Juliette Ryan, co-secrétaire du PCF à Saint-Ouen, était présente aux côtés d'Eric Coquerel, député La France Insoumise de Seine-Saint-Denis. / Crédits : Cassandre Leray
La justice est saisie en urgence
Pour Blandine Paroplay, la responsable com’ de l’asso, pas si simple de retrouver des locaux : « On cherche depuis un moment, mais on ne trouve pas ! On travaille notamment avec le maire de Nanterre pour créer un lieu culturel… Mais ne pas être à Saint-Ouen, ce n’est pas Mains d’oeuvres. On souhaite perdurer sur ce territoire qui est soutenu par tous sauf le maire ! ».

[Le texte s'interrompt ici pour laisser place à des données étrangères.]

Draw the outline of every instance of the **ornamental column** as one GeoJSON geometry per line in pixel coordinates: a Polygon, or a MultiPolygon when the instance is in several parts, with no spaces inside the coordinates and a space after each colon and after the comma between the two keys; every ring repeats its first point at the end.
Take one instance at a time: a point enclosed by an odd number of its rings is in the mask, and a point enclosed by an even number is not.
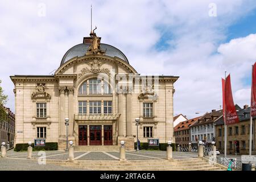
{"type": "Polygon", "coordinates": [[[133,135],[131,131],[131,93],[126,94],[126,136],[133,135]]]}
{"type": "Polygon", "coordinates": [[[73,136],[74,132],[74,106],[73,100],[74,96],[74,88],[69,87],[68,90],[68,118],[69,118],[69,125],[68,135],[73,136]]]}
{"type": "Polygon", "coordinates": [[[118,92],[118,113],[121,114],[120,117],[118,119],[118,136],[125,136],[125,130],[124,130],[124,124],[125,120],[125,97],[123,93],[122,89],[119,89],[118,92]]]}
{"type": "Polygon", "coordinates": [[[60,136],[65,137],[65,87],[59,87],[60,91],[60,136]]]}

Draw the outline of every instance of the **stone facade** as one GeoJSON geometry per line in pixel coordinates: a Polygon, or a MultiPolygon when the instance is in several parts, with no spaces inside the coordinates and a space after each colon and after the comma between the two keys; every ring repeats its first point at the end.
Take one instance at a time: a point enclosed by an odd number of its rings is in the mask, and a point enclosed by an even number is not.
{"type": "MultiPolygon", "coordinates": [[[[93,39],[85,38],[84,44],[90,41],[92,46],[93,39]]],[[[96,46],[76,56],[71,48],[53,75],[11,76],[15,90],[15,143],[43,138],[65,148],[66,118],[68,139],[75,146],[80,142],[90,145],[94,139],[93,143],[100,142],[97,145],[117,145],[124,140],[127,149],[134,149],[136,118],[140,119],[141,142],[148,138],[159,138],[160,143],[173,140],[174,83],[178,77],[140,76],[125,56],[119,56],[120,51],[104,44],[108,46],[105,53],[95,51],[96,46]],[[108,53],[111,49],[114,51],[108,53]],[[111,109],[106,109],[106,101],[111,101],[111,109]],[[108,109],[111,111],[105,113],[108,109]],[[80,126],[85,126],[82,131],[80,126]],[[100,126],[99,129],[93,133],[90,126],[100,126]],[[111,126],[111,136],[105,126],[111,126]],[[111,143],[105,143],[107,138],[111,143]]]]}
{"type": "Polygon", "coordinates": [[[8,142],[13,146],[15,130],[15,115],[4,106],[0,106],[0,143],[8,142]]]}

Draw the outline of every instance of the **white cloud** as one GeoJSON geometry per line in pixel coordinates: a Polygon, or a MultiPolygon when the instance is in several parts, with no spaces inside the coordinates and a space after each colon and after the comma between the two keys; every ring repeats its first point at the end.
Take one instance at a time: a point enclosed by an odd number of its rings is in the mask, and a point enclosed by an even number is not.
{"type": "Polygon", "coordinates": [[[242,79],[249,76],[255,57],[255,35],[220,46],[218,42],[225,39],[228,26],[250,13],[256,3],[216,0],[217,16],[213,18],[208,15],[211,2],[0,1],[0,78],[9,95],[8,105],[14,109],[9,76],[48,75],[57,68],[65,52],[88,35],[91,4],[97,35],[122,51],[139,73],[180,76],[175,84],[175,114],[189,118],[196,111],[218,108],[225,71],[232,73],[235,102],[248,104],[250,98],[237,90],[243,89],[242,79]],[[38,16],[39,3],[46,5],[45,17],[38,16]],[[171,46],[158,51],[156,43],[169,35],[166,40],[171,46]],[[226,64],[230,61],[234,64],[226,64]]]}

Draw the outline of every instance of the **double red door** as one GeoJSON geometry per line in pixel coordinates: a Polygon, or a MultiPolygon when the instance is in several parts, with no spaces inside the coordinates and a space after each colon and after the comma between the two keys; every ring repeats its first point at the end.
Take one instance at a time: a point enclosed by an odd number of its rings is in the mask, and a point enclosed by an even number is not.
{"type": "Polygon", "coordinates": [[[87,145],[87,126],[79,125],[79,145],[87,145]]]}
{"type": "Polygon", "coordinates": [[[112,126],[104,125],[104,146],[112,144],[112,126]]]}
{"type": "Polygon", "coordinates": [[[90,146],[101,145],[101,126],[90,125],[90,146]]]}

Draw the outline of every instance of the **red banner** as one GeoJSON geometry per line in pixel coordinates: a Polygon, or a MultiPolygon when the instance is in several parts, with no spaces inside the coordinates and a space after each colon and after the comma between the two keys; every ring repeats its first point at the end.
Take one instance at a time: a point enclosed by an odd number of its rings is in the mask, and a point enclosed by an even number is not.
{"type": "Polygon", "coordinates": [[[253,66],[253,74],[251,76],[251,116],[256,116],[256,63],[253,66]]]}
{"type": "Polygon", "coordinates": [[[226,109],[226,106],[225,105],[225,80],[221,78],[221,81],[222,83],[222,112],[223,117],[224,117],[225,110],[226,109]]]}
{"type": "Polygon", "coordinates": [[[239,122],[238,116],[233,100],[231,89],[230,75],[229,75],[225,81],[225,105],[226,106],[226,125],[231,125],[239,122]]]}

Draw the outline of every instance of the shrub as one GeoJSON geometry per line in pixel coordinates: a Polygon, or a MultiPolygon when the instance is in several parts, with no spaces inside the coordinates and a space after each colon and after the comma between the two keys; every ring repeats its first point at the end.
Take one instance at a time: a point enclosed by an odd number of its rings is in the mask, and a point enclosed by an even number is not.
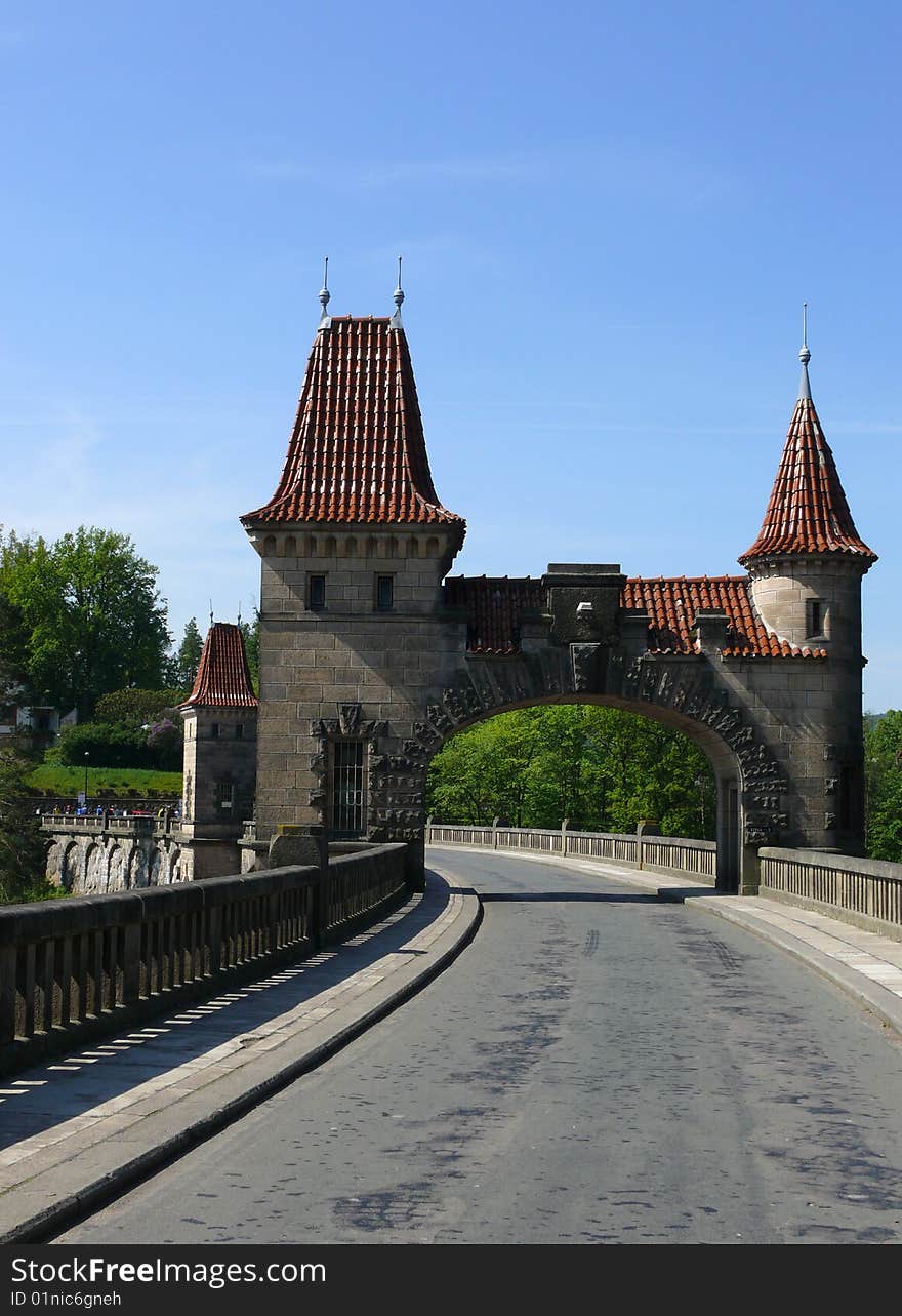
{"type": "Polygon", "coordinates": [[[99,722],[145,726],[160,721],[185,697],[184,690],[114,690],[97,700],[99,722]]]}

En attendant, les usagers du lieu sont inquiets. Les 77 salariés sont mis au chômage, et les spectacles de plusieurs artistes ne vont pas avoir lieu. « On a beaucoup de soutiens, notre lieu est très apprécié ici ! », note Blandine Paroplay. Autour d’elle, mardi matin, de nombreux manifestants scandent des slogans en tapant sur des poubelles : « Rendez-nous Mains d’oeuvres ». D’après Thibault Saladin, membre du CA, l’asso peut compter « sur la solidarité collective » :
« On ne conteste pas la décision de la ville, mais on ne vire pas les gens comme ça, du jour au lendemain. »
En parallèle, leur avocat a ressaisi en urgence le juge d’exécution aujourd’hui pour demander la réintégration de Mains d’oeuvres. De son côté, la mairie indique qu’elle est dans son droit et n’a pas fait d’autres commentaires.
Image d’illustration de Gaël Chardon sur Flickr. Certains droits réservés.